Writing a recursive ascent parser by hand

April 8, 2018

I’ve been exploring various ways to write parsers. For a long time, I’ve used hand-written recursive descent for its straightforwardness, flexibility, and performance. There is another way—parser generators like Menhir, LALRPOP, or the venerable Bison use the bottom-up LR algorithm.

While LR parser generators have several nice properties—using the grammar directly as the parser’s source code, automatic ambiguity checking and other algorithmic guarantees—they can be a pain. They involve an extra build step, their output is often an opaque state table, and it’s hard to tweak their behavior.

So I decided I would try an experiment: write an LR parser by hand, and see how readable I could make it. This means writing functions instead of filling out a state table, giving things meaningful names, and avoiding too much jargon. This should build some intution for how LR parsers work and why you might use one.

The code in this article is written in Rust. It should be easy to follow if you’re familiar with a language with sum types and pattern matching.

The LR algorithm

An LR parser is a kind of shift-reduce parser. It works by shifting tokens from the input onto a stack until it recognizes a rule from the grammar, when it reduces those tokens into the thing they represent. Unlike recursive descent, which processes the grammar top-down, LR is bottom-up: it reads the complete body of a rule before it decides which rule to use.

How does the parser know when it’s seen the body of a rule? Intuitively, it defines a state for each position in a grammar rule, tracks a current state based on the tokens it shifts, and triggers a reduce action when it reaches a state for the end of a rule. It also pushes states onto the stack alongside their corresponding tokens, so it can return to where it was before starting into that rule.

A table-driven LR implementation is fairly direct—an actual stack, a lookup table from the current state and token to an action.
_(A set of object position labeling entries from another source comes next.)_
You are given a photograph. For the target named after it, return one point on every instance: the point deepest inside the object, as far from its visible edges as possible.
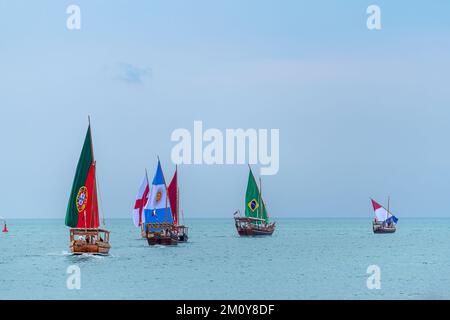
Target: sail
(173, 197)
(141, 201)
(381, 214)
(157, 209)
(82, 209)
(254, 205)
A recursive implementation calls a function to shift a token and change states, and returns when it’s time to reduce. This is recursive ascent!

That was one thing that confused me early on. The recursion in “recursive descent” happens when the parser “descends” into a nested rule. I kept expecting the function calls of recursive ascent to “ascend” somehow. This is not how it works! The stack grows with function calls on shift actions and shrinks with returns on reduce actions.

A small grammar

Here is a simple example grammar to try this out. It matches a subset of JSON—possibly-nested arrays of numbers.

value = NUMBER | array
array = "[" "]" | "[" elements "]"
elements = value | elements "," value

Parsing the input [1, [], 3], using the shift-reduce approach described above, should look like this:

Input Stack Action
[1, [], 3]   Shift [
1, [], 3] [ Shift 1
, [], 3] [ 1 Reduce value = NUMBER
, [], 3] [ value Reduce elements = value
, [], 3] [ elements Shift ,
[], 3] [ elements , Shift [
], 3] [ elements , [ Shift ]
, 3] [ elements , [ ] Reduce array = "[" "]"
, 3] [ elements , array Reduce value = array
, 3] [ elements , value Reduce elements = elements "," value
, 3] [ elements Shift ,
3] [ elements , Shift 3
] [ elements , 3 Reduce value = NUMBER
] [ elements , value Reduce elements = elements "," value
] [ elements Shift ]
  [ elements ] Reduce array = "[" elements "]"
  array Reduce value = array
  value Done

Notice the runs of reduce actions: the first time, it works its way up from 1 to value to elements; later, from [ ] to array to value and from elements , value to elements; finally, from [ elements ] to array to value.

Tokens and nonterminals

The stack holds two types of objects: tokens and nonterminals. A token is the lowest-level piece of input produced by the lexer—in this case, numbers and punctuation. A nonterminal is the name on the left-hand side of a rule, and the output of a reduce action—value, array, or elements.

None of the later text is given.